I started taking piano lessons last October. I’ve always been attracted to music, and it had gotten to the point where I couldn’t even walk by the piano in our living room without it calling out to me, so I decided to give it a try.
It was tough. Practicing was a chore, progress was slow, and even with lessons stretched out to just once every two weeks, I would sometimes find myself cramming the night before one of these, only to have to live through the awkwardness the next day of not really knowing my stuff.
After about nine months of this, the piano was feeling more like a nightly obligation than the joy I had hoped for, and it seemed likely that the Rolling Stones would not be calling me to tour with them anytime soon.
One day last June, as I wondered out loud if I should just give it up, a friend suggested that I get one of those electronic keyboards for my office. That way she said, I could play in short spurts throughout the day, and rather than the piano being one more thing to deal with at night, it would become integrated into my daily life.
I took her advice, and sure enough, today I chip away slowly but steadily at the things I want to learn. I have found that this approach is not only more enjoyable, but it has also led to a significant improvement in my piano playing.
So, what’s this got to do with doing business on the web? I thought you’d never ask.
Many of you are treating your web site in exactly the same way I had been treating my piano. You look at it as a sideline; a thing to work on when time allows and the spirit moves you. Take it from me, this is no way to make progress.
Your web site, your enewsletter and your involvement in electronic communications in general, all have the potential to revolutionize the way you do business. In an economy that is stalled and that shows no signs of immediate recovery, you need tools that can — cost effectively — increase lead generation, increase sales effectiveness and increase customer lifetime value.
You’ve got all that and more at your disposal with the web. But as long as the tools continue to live on the outskirts of your “real business,” you won’t realize the potential.
Here are three suggestions for making it happen.
• Track it.
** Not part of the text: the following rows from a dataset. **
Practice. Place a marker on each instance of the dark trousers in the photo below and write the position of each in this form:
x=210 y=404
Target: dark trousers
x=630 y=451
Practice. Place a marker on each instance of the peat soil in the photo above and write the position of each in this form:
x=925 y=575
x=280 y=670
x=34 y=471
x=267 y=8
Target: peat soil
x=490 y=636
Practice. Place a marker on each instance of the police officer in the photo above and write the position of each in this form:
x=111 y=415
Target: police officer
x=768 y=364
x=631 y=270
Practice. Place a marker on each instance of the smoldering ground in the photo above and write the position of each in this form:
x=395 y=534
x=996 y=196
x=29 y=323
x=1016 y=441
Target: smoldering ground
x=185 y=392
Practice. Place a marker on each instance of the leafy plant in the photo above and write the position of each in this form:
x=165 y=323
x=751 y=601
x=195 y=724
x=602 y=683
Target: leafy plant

Track your electronic efforts with the same vigor and diligence that you apply to your traditional tactics. Whether it’s sales, response times, customer inquiries, whatever, if you’ve got systems in place for measuring offline results, make sure you build an equally robust machine for measuring online results.
• Teach it. New ideas don’t drop out of thin air; people need to be continually exposed to what doing business online has to offer. Send them to seminars, bring in speakers, subscribe to electronic business publications (Interactive Week is a great one for keeping the ideas flowing). Use the success of others as inspiration for your own efforts.
• Live it. Look for ways to continually improve your online tactics, step by step, day by day. Hold regularly scheduled meetings with your staff to discuss and brainstorm enhancements. Encourage feedback from customers to learn what they want and what they don’t want. Don’t simply work on projects;transform the way you do business.
Bottom Line: Like learning to play the piano, fluency comes from small, daily improvements, and the trick is in finding ways to move online tools front and center in your organization. Now excuse me, my phone is ringing and I’ve got a feeling it just might be Mick Jagger on the line.